Another difference from the party’s previous platform is an increase in revenue a Green government would collect under a personal marijuana tax after legalizing it.

Four years ago, the party campaigned on three key planks: the economy, communities, and democracy. This time round, the Greens formally added “climate” as one of their four central issues.

The party blamed the Conservative government for putting “high polluting industries” ahead of implementing effective measures to protect the environment.
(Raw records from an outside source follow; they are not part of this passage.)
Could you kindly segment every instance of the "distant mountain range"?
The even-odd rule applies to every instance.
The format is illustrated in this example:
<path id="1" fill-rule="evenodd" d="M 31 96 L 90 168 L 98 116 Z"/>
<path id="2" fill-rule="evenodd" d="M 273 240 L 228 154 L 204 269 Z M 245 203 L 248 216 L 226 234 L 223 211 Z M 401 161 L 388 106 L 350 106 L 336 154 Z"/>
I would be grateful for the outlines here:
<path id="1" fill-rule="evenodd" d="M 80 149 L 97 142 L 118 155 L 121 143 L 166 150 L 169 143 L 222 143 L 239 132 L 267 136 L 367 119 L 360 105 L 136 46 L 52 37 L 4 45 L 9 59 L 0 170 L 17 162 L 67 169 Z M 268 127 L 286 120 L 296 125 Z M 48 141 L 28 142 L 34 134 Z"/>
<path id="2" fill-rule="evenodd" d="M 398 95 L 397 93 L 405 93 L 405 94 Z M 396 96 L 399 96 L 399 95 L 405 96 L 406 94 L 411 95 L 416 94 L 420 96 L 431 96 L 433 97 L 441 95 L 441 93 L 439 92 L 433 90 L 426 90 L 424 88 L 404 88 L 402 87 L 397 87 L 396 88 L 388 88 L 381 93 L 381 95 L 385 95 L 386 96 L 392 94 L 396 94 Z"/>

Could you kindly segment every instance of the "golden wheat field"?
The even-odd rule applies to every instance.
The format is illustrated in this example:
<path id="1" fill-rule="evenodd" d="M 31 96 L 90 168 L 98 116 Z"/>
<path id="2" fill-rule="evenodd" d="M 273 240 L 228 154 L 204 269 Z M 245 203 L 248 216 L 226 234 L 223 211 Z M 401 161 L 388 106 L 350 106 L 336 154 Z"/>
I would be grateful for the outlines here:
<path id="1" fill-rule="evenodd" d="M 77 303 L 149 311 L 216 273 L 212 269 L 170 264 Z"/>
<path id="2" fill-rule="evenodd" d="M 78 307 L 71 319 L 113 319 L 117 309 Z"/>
“They have failed to act in the face of an ever-growing climate crisis, instead gambling our future on more pipelines, more fracking, and risky tankers on our coasts,” reads the document.

Greens: Bill C-51 will ‘trampede’ our rights

If a “Green Parliament” is elected, repealing Bill C-51 will be a “top priority,” the party says.

“Canada already has effective anti-terror laws that do not trample on our rights as egregiously as Bill C-51 does,” the platform reads, assailing it as a piece of legislation that “infringes on the political and civil rights” of Canadians.

Also on the Green’s chopping block is Bill C-24, a new law that allows the federal government to revoke citizenship from dual citizens under certain circumstances.

The party also pledged to establish a “Council of Canadian Governments” to improve discussion across federal, provincial, territorial and municipal levels. Representation from First Nations, Métis, and Inuit will also be included.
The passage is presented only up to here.